The forty guest rooms within this seven story hotel may all be sheathed in the similar color scheme of white, gray, blue and green but that doesn’t mean that any of the rooms are identical, for each -- including the first floor's "surreal" garden apartment -- has been appointed to suit its individual architectural characteristics. Thus, one room might feature a vibrant wallpaper in a blue arrow design and a subdued carpet pattern, while in another room, the carpet's pulsating pattern seems to dance beneath guests' feet along with walls painted a restrained white and dark blue.
With that being said, a few elements do make recurring appearances from room to room, such as the brass bar and glass globe light fixtures above the beds, as well as retro touches, such as the replica Ericsson 1931 black telephones and the 1920's era ceramic light switches on the walls. And then there are the polygonal mirrors that are installed to fit the unexpected corners such as beside beds or alongside windows.
A similar décor of modern touches with Art Nouveau inspirations prevails in the Panache's common areas as well, such as in the reception -- found especially prevalent in the blown glass lamps, rusty-toned velvet sofas, paneled walls and mosaic flooring -- and the restaurant; the two are separated to the right and the left respectively of an impressive, Art Nouveau-inspired counter artfully composed of darkened walnut wood, white marble and brass.

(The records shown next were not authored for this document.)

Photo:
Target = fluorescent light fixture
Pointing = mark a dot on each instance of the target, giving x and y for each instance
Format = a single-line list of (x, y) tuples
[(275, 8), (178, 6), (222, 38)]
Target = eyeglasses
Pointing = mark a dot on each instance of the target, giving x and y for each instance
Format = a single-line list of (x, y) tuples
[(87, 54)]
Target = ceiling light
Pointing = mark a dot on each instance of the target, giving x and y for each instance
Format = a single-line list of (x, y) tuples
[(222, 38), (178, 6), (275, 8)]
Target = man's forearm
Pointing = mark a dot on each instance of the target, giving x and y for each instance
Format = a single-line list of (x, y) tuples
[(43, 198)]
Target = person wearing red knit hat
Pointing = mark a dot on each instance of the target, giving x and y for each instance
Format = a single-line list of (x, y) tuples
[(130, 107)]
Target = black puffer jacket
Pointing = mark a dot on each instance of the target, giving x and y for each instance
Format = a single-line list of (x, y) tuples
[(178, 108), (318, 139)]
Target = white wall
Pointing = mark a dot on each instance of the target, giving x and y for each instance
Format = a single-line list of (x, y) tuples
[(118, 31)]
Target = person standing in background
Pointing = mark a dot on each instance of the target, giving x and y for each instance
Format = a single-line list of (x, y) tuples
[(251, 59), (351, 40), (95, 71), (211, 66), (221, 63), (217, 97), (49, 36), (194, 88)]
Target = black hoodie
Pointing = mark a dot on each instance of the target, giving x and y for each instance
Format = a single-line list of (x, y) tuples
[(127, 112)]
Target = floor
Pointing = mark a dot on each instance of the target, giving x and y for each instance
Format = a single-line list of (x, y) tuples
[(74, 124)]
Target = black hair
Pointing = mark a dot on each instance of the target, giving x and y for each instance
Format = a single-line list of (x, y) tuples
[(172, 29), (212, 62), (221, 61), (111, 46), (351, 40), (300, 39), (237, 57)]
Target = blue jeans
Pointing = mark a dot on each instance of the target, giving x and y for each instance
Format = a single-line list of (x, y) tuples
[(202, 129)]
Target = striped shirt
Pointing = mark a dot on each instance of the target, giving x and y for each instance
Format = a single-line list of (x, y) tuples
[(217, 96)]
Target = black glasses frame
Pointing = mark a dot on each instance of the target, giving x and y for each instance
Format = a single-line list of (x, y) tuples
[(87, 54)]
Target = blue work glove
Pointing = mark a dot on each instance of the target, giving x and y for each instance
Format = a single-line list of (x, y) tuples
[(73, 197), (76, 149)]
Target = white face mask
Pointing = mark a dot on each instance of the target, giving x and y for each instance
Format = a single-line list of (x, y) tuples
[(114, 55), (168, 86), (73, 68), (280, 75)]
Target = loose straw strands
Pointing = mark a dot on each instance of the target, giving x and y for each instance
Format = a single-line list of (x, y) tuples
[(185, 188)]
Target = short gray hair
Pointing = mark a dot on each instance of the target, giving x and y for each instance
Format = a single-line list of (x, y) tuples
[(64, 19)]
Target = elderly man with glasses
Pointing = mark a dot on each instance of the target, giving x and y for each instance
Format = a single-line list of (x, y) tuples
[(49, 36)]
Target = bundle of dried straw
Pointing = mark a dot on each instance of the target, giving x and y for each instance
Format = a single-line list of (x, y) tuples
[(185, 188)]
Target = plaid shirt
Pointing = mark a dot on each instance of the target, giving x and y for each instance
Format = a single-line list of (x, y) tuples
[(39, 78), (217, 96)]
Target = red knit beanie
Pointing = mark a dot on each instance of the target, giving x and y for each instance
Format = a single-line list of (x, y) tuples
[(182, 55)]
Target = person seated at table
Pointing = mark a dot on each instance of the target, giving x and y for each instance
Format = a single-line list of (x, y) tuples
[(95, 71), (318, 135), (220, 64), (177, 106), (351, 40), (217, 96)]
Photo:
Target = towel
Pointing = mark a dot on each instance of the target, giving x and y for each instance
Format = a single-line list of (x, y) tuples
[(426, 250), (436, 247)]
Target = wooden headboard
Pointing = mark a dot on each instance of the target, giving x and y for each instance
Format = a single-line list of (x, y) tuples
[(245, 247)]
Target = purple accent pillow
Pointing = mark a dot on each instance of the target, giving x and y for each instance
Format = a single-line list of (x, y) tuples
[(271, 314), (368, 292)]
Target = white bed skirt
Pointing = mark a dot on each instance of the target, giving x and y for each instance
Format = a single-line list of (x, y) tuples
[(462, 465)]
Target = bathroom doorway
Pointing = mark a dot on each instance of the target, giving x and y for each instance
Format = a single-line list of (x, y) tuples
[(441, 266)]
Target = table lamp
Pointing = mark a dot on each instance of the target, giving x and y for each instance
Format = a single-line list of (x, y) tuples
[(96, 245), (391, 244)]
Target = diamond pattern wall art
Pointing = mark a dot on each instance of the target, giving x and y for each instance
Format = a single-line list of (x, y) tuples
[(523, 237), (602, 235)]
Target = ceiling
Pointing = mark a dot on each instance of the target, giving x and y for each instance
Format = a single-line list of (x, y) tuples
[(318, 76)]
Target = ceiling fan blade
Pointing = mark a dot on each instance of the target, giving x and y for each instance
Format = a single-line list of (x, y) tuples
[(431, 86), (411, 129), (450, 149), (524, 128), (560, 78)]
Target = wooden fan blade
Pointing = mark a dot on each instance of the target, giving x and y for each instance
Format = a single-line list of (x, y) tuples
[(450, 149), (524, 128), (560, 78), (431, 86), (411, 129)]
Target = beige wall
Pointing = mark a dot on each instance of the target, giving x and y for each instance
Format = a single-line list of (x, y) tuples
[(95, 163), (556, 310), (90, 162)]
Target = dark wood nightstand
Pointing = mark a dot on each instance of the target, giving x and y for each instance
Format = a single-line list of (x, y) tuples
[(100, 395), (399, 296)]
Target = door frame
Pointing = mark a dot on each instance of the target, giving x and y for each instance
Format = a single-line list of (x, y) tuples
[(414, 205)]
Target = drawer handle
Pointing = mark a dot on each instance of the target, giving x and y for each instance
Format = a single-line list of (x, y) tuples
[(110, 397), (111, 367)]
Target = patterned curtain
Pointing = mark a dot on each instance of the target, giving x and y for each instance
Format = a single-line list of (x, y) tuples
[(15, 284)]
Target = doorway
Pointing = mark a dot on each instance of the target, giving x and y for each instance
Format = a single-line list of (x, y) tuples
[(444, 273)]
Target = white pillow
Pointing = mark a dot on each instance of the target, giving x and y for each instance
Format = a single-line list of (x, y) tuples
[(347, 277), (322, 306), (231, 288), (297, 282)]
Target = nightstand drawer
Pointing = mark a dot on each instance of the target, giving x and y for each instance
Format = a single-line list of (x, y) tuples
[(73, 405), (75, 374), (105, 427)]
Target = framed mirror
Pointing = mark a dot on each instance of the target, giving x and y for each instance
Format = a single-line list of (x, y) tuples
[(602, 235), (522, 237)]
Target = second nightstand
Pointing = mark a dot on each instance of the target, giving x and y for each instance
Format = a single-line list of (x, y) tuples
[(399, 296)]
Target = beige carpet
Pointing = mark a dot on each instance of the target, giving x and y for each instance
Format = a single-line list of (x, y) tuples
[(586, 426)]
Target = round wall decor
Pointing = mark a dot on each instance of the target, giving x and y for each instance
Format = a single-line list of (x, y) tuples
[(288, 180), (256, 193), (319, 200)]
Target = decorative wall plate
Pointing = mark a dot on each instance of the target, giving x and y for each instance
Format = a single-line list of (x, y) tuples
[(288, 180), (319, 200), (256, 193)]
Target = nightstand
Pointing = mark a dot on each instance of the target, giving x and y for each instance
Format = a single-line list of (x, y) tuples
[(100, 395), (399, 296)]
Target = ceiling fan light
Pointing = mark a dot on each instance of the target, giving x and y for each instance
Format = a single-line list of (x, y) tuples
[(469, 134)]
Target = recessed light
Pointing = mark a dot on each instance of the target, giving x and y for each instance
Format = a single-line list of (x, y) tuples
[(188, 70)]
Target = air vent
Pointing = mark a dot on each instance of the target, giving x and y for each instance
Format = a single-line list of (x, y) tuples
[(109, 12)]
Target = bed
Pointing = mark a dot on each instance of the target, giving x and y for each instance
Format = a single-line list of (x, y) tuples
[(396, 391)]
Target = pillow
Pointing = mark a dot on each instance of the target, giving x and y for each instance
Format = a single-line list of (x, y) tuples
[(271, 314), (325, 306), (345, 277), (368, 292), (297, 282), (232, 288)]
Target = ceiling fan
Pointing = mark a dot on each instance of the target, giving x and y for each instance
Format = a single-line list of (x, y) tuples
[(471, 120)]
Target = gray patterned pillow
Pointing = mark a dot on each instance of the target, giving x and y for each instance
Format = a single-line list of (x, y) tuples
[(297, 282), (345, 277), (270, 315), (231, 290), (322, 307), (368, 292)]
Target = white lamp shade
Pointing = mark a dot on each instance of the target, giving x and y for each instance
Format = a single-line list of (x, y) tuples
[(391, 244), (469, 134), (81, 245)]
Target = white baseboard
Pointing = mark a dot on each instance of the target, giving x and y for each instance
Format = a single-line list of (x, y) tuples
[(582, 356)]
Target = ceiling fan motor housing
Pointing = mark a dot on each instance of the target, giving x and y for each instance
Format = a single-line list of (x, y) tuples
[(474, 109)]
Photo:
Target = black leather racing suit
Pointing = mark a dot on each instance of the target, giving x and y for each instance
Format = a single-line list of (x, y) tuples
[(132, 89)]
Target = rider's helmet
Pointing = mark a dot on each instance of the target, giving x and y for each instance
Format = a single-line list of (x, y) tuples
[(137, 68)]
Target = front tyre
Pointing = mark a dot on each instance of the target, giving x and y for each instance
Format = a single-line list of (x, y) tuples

Meanwhile, the restaurant features predominantly blue tones (from navy to turquoise) along with rusty orange touches on the velvet banquet seating and chairs and the almost nautically-inspired stripes that appear inlayed on the rim of the counter and the edges of the tables. Once again, mirrors play a strong role in the ambiance, this time serving to mirror the Parisian quaintness of the world outside the glass panned windows. The menu offers restaurant director, David Lanher's signature fare -- good, locally sourced food at affordable prices -- which embodies modern Parisian culture.
All in all, Hotel Panache offers everything not only a discriminating visitor is looking for while visiting the French capital, but also ticks a few boxes for locals who enjoy the care, discernment and creativity employed by the team that brought Panache into fruition.